Understanding Redis Ziplist: Memory Layout, Fields, and Encoding
This article explains Redis's ziplist—a compact list implementation used for small integers and short strings—detailing its memory layout, header fields, entry encoding, previous_entry handling, and the cascade update mechanism that occurs when node sizes change.
Redis uses a special data structure called ziplist, also known as a compressed list, to store small integers or short strings efficiently in a contiguous memory block.
The ziplist header consists of four fields: zlbytes (total bytes), zltail (offset of the tail entry), zllen (number of entries), and a variable‑length entry area ending with the zlend marker (0xFF).
Each entry stores three parts: previous_entry , which records the length of the preceding node (using 1 byte for lengths ≤254 and 5 bytes with a 0xFE prefix for larger lengths); encoding , a byte (or few bytes) whose leading two bits indicate the data type (string or integer) and the remaining bits encode the length; and p , the actual payload.
The encoding scheme defines several patterns, for example 00xxxxxx for strings up to 63 bytes, 01pppppp|qqqqqqqq for strings up to 16383 bytes, and various 11xxxxxx patterns for signed integers of different sizes.

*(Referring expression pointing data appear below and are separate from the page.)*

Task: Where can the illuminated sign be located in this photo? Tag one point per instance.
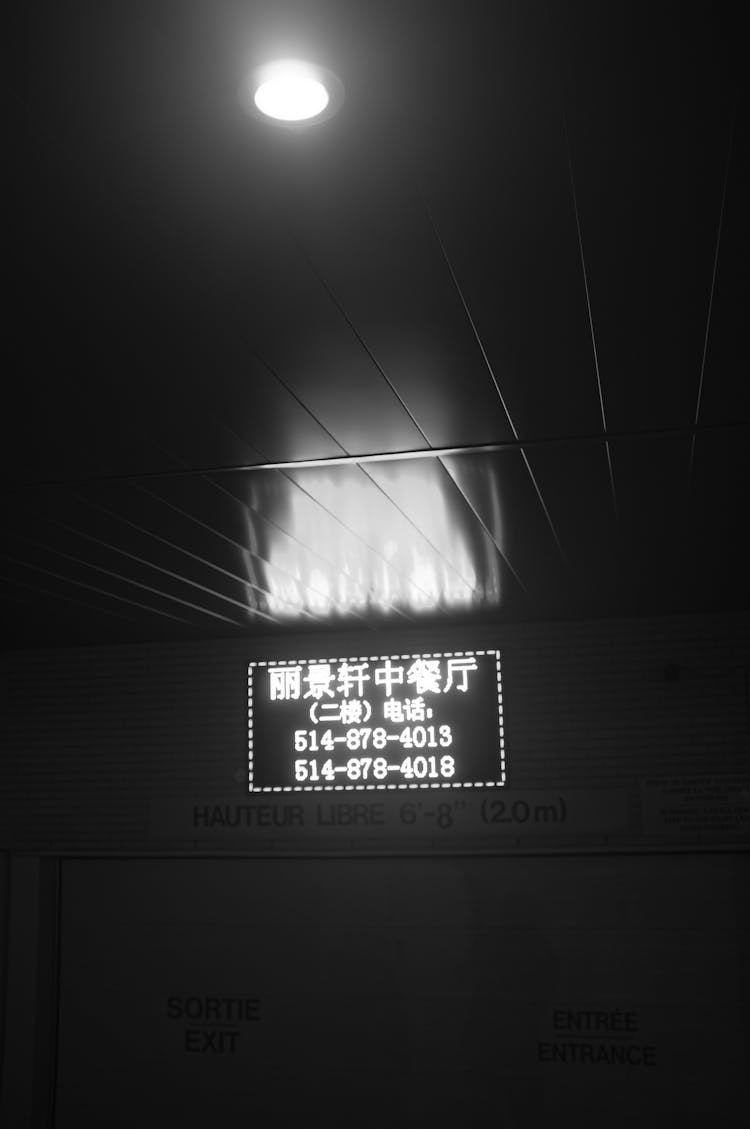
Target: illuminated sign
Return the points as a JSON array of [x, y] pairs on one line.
[[384, 721]]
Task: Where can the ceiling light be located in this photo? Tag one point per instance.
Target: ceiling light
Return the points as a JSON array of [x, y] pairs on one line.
[[291, 93]]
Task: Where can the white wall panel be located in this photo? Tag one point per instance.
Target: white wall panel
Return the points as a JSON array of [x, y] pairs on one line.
[[403, 991]]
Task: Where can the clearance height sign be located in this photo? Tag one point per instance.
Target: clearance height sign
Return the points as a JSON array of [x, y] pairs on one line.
[[378, 721]]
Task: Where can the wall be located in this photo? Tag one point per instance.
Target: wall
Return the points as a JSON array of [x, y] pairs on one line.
[[118, 749], [577, 942]]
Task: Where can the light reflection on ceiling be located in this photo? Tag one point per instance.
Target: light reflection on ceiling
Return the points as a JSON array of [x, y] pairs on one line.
[[387, 540]]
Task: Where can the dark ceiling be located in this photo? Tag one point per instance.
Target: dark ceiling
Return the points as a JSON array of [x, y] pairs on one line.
[[516, 246]]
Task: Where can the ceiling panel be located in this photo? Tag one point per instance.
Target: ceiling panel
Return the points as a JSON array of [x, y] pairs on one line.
[[470, 350]]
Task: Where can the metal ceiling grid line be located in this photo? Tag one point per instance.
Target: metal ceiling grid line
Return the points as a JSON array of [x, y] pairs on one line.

When an entry’s length grows beyond 254 bytes, previous_entry expands from 1 to 5 bytes, which can trigger a chain reaction—called a cascade update—where subsequent entries must also adjust their previous_entry fields. This effect is rare because ziplist is intended for small data.
Overall, ziplist provides a memory‑compact representation suitable for lists with few elements, small integers, or short strings, and its design illustrates Redis’s careful balance between performance and memory efficiency.